Chapter 4. Building Our Own Spin Lock

Locking a regular mutex (see "Locking: Mutexes and RwLocks" in Chapter 1) will put your thread to sleep when the mutex is already locked. This avoids wasting resources while waiting for the lock to be released. If a lock is only ever held for very brief moments and the threads locking it can run in parallel on different processor cores, it might be better for the threads to repeatedly try to lock it without actually going to sleep.

A spin lock is a mutex that does exactly that. Attempting to lock an already locked mutex will result in busy-looping or spinning: repeatedly trying over and over again until it finally succeeds. This can waste processor cycles, but can sometimes result in lower latency when locking.

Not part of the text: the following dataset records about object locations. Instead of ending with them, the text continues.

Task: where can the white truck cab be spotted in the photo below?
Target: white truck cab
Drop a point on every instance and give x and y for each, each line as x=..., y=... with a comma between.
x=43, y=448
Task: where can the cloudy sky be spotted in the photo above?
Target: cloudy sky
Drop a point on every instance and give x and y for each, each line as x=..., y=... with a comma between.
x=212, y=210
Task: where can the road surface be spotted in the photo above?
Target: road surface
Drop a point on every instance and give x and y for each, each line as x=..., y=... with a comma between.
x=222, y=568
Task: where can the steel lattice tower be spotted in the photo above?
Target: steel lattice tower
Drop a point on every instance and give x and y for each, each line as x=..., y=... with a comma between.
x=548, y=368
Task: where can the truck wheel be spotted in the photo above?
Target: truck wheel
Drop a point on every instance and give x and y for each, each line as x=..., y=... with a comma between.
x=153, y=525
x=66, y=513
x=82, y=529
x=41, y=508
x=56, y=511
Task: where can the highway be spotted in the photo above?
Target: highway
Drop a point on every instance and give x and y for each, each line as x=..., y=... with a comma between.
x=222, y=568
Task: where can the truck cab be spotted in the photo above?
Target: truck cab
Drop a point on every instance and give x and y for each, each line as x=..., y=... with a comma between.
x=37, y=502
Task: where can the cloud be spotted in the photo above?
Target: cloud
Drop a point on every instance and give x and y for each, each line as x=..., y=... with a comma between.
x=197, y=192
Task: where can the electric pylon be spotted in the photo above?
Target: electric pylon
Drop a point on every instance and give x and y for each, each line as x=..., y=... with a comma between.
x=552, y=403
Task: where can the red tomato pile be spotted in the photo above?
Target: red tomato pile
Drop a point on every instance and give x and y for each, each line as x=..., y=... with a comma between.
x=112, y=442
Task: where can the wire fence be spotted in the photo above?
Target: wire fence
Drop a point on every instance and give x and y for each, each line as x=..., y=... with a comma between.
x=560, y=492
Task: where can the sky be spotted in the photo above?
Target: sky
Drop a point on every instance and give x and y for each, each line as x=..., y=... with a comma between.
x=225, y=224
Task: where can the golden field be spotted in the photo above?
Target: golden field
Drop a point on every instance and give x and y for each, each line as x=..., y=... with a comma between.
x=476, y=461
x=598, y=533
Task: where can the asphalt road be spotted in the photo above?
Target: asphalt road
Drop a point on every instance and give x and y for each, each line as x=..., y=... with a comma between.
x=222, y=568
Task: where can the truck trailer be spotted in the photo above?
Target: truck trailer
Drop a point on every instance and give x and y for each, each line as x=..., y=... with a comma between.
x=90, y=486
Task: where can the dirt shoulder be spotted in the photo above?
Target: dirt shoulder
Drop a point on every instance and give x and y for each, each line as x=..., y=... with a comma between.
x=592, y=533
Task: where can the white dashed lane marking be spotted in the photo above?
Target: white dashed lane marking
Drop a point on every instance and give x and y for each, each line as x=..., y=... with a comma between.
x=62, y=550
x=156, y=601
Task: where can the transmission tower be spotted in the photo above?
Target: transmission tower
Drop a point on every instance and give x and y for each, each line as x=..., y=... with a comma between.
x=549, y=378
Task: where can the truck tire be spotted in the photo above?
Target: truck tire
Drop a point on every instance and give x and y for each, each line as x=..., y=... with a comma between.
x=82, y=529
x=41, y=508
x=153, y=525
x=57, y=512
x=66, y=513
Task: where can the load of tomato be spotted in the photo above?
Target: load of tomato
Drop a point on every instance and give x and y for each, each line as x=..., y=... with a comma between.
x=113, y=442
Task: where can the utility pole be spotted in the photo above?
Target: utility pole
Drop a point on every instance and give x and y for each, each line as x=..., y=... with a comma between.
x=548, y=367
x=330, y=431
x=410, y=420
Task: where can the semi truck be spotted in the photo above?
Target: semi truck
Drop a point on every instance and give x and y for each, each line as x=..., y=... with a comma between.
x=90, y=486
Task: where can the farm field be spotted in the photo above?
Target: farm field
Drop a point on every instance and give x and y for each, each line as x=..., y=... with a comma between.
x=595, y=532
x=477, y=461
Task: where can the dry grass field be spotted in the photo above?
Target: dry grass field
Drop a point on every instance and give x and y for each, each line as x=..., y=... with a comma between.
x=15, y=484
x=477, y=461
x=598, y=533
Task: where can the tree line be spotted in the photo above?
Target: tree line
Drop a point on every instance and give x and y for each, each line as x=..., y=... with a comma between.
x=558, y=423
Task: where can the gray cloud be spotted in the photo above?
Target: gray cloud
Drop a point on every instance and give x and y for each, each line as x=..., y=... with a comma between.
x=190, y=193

Many real-world implementations of mutexes, including std::sync::Mutex on some platforms, briefly behave like a spin lock before asking the operating system to put a thread to sleep. This is an attempt to combine the best of both worlds, although it depends entirely on the specific use case whether this behavior is beneficial or not.

In this chapter, we’ll build our own SpinLock type, applying what we’ve learned in Chapters 2 and 3, and see how we can use Rust’s type system to provide a safe and useful interface to the user of our SpinLock.

A Minimal Implementation

Let’s implement such a spin lock from scratch.

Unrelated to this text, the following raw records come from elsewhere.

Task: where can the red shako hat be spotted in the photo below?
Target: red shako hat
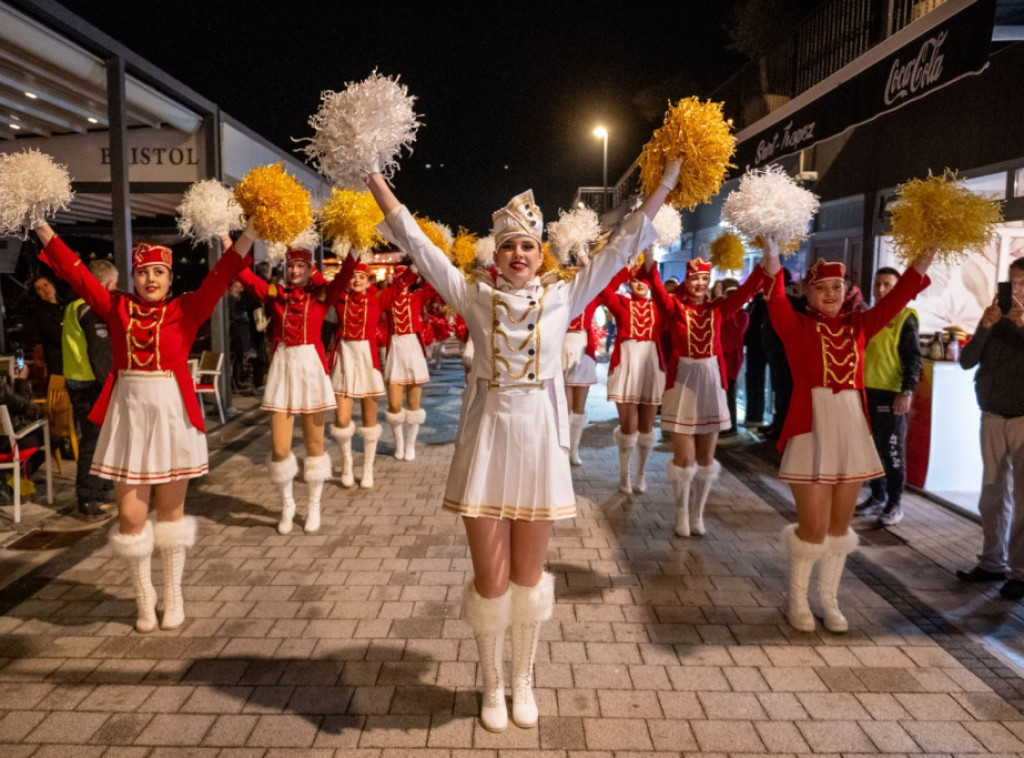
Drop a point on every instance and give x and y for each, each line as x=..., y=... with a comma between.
x=144, y=254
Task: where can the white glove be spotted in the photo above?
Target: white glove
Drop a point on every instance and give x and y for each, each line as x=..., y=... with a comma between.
x=671, y=174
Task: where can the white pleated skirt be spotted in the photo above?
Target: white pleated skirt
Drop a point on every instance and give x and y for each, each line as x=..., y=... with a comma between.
x=696, y=403
x=406, y=363
x=579, y=369
x=353, y=374
x=508, y=462
x=146, y=437
x=638, y=377
x=297, y=382
x=839, y=448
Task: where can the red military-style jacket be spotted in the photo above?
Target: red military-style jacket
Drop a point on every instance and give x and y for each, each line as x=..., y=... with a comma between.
x=636, y=319
x=146, y=336
x=828, y=351
x=696, y=328
x=297, y=312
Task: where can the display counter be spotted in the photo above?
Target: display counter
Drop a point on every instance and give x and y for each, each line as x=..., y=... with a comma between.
x=943, y=454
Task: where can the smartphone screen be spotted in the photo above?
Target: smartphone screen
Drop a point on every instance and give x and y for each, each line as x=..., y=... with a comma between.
x=1005, y=294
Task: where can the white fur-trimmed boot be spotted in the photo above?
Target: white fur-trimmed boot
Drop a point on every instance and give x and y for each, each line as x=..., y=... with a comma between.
x=645, y=440
x=137, y=553
x=343, y=435
x=626, y=445
x=681, y=476
x=371, y=435
x=315, y=471
x=415, y=420
x=702, y=481
x=530, y=607
x=829, y=575
x=283, y=475
x=578, y=421
x=803, y=556
x=395, y=421
x=174, y=539
x=488, y=618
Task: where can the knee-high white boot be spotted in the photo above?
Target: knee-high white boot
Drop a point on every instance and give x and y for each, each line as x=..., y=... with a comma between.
x=315, y=471
x=681, y=476
x=415, y=420
x=488, y=618
x=344, y=437
x=829, y=575
x=705, y=478
x=803, y=556
x=173, y=539
x=283, y=475
x=370, y=436
x=137, y=553
x=626, y=445
x=395, y=421
x=577, y=423
x=645, y=440
x=530, y=606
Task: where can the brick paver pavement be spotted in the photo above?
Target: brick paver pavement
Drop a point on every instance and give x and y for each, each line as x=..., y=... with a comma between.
x=348, y=642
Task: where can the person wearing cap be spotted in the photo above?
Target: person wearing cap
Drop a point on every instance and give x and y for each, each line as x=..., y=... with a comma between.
x=636, y=373
x=510, y=476
x=297, y=383
x=825, y=440
x=695, y=407
x=152, y=437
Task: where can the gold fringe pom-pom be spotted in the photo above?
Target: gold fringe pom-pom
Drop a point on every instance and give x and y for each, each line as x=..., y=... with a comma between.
x=939, y=214
x=727, y=252
x=697, y=134
x=464, y=249
x=278, y=204
x=352, y=217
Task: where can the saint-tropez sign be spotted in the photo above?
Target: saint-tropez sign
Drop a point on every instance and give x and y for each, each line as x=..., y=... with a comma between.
x=950, y=42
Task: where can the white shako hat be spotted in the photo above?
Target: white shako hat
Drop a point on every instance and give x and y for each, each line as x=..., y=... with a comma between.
x=519, y=216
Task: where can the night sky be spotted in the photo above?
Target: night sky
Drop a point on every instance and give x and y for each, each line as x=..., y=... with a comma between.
x=515, y=85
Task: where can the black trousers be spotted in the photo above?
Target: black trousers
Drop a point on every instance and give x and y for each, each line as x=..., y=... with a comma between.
x=88, y=489
x=889, y=431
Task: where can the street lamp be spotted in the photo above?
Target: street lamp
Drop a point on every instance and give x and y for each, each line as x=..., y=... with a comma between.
x=603, y=133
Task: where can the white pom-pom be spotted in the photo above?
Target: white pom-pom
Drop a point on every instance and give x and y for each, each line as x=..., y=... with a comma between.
x=32, y=187
x=308, y=240
x=573, y=233
x=485, y=251
x=771, y=206
x=361, y=129
x=208, y=211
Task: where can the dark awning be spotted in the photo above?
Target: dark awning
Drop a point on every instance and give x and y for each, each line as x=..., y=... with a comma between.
x=948, y=43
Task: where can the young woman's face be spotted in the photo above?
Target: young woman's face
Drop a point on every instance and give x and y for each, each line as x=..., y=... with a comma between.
x=826, y=297
x=518, y=259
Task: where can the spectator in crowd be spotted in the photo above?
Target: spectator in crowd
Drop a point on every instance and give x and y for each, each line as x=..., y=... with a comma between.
x=87, y=362
x=892, y=367
x=997, y=350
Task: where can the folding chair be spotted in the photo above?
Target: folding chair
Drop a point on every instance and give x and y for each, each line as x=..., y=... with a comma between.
x=17, y=456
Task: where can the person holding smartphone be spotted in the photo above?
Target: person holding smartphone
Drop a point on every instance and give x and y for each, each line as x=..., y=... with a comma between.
x=997, y=349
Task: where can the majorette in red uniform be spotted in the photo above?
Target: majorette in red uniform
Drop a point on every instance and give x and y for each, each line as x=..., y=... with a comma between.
x=825, y=441
x=636, y=373
x=695, y=407
x=406, y=366
x=152, y=437
x=355, y=371
x=297, y=383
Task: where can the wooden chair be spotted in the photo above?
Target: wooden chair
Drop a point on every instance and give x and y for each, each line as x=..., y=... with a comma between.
x=18, y=456
x=207, y=375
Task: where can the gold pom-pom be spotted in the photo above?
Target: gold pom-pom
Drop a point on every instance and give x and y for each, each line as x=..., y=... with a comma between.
x=351, y=218
x=727, y=252
x=697, y=134
x=276, y=203
x=939, y=214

The most minimal version is pretty simple, as follows:

pub struct SpinLock {
    locked: AtomicBool,
}

All we need is a single boolean that indicates whether it is locked or not. We use an atomic boolean, since we want more than one thread to be able to interact with it simultaneously.

Then all we need is a constructor function, and the lock and unlock methods:

impl SpinLock {
    pub const fn new() -> Self {
        Self { locked: AtomicBool::new(false) }
    }

    pub fn lock(&self) {
        while self.locked.swap(true, Acquire) {
            std::hint::spin_loop();
        }
    }

    pub fn unlock(&self) {
        self.locked.store(false, Release);
    }
}

The locked boolean starts at false, the lock swaps that for true and keeps trying if it was already true, and the unlock method just sets it back to false.

Instead of using a swap operation, we could also have used a compare-and-exchange operation to atomically check if the boolean is false and set it to true if that’s the case:

    while self.locked.compare_exchange_weak(
            false, true, Acquire, Relaxed).is_err()

It’s a bit more verbose, but depending on your tastes this might be easier to follow, as it more clearly captures the concept of an operation that can fail or succeed. It might also result in slightly different instructions, however, as we’ll see in Chapter 7.

Within the while loop, we use a spin loop hint, which tells the processor that we’re spinning while waiting for something to change. On most major platforms, this hint results in a special instruction that causes the processor core to optimize its behavior for such a situation. For example, it might temporarily slow down or prioritize other useful things it can do. Unlike blocking operations such as thread::sleep or thread::park, however, a spin loop hint does not cause the operating system to be called to put your thread to sleep in favor of another thread.

In general, it’s a good idea to include such a hint in a spin loop. Depending on the situation, it might even be good to execute this hint several times before attempting to access the atomic variable again. If you care about the last few nanoseconds of performance and want to find the optimal strategy, you’ll have to benchmark your specific use case. Unfortunately, the conclusions of such benchmarks can be highly dependent on the hardware, as we’ll see in Chapter 7.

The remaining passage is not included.